A empresa sustentou que, após a Lei Complementar nº 160/2017, todos os benefícios de ICMS devem ser considerados subvenções para investimento, independentemente da comprovação da intenção do ente concedente, desde que os valores sejam destinados à formação de reserva de lucros para expansão do negócio.
FUNDAMENTOS
A Receita Federal, ao analisar o caso publicou a Solução de Consulta Costi nº 202/2025 e apresentou os seguintes fundamentos em sua resposta:
1. Natureza Jurídica do Art. 30: O dispositivo é um ajuste de exclusão do lucro líquido para chegar ao lucro real.

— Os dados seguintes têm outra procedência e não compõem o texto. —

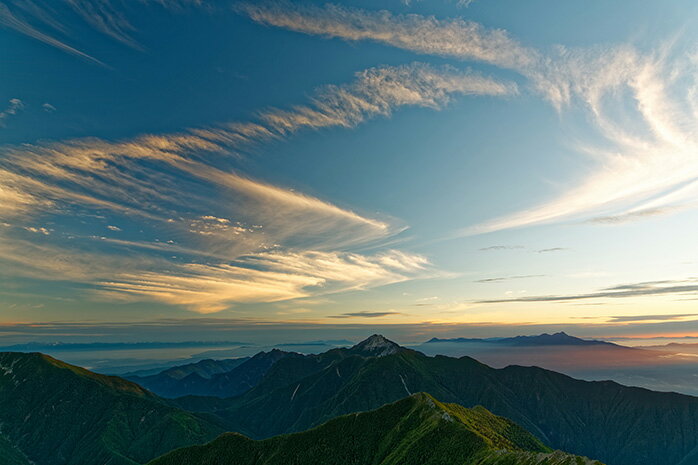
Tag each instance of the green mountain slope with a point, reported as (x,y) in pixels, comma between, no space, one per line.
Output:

Sua finalidade é impedir que o acréscimo patrimonial gerado pela subvenção seja tributado;
2. Requisito Essencial – Acréscimo Patrimonial: A exclusão está condicionada à existência de um acréscimo patrimonial para a empresa, proporcionado pela receita da subvenção. Sem este acréscimo, não há que se falar em exclusão;
3. Alcance da LC 160/2017: A equiparação dos benefícios de ICMS a subvenções para investimento (§ 4º do art. 30) não afastou a necessidade de cumprir os requisitos originais do artigo, especialmente a comprovação do acréscimo patrimonial. A lei apenas vedou a criação de novos requisitos;
4. Revogação: O art. 30 da Lei nº 12.973/2014 foi revogado pela Lei nº 14.789/2023, com efeitos a partir de 1º de janeiro de 2024. A Solução de Consulta Costi nº 202/2025 aplica-se apenas a fatos geradores anteriores a esta data.
CONCLUSÃO
Diante dos fundamentos, a Receita Federal concluiu que:
1. O art. 30 e seu § 4º encerraram sua vigência em 31/12/2023;
2. Para o período em que estavam vigentes, a exclusão do valor do benefício do ICMS da base de cálculo do IRPJ e da CSLL só era possível se comprovado o acréscimo patrimonial correspondente;
3. No caso concreto, inexistindo acréscimo patrimonial, não era admitida a exclusão, sob pena de redução indevida da base de cálculo dos tributos.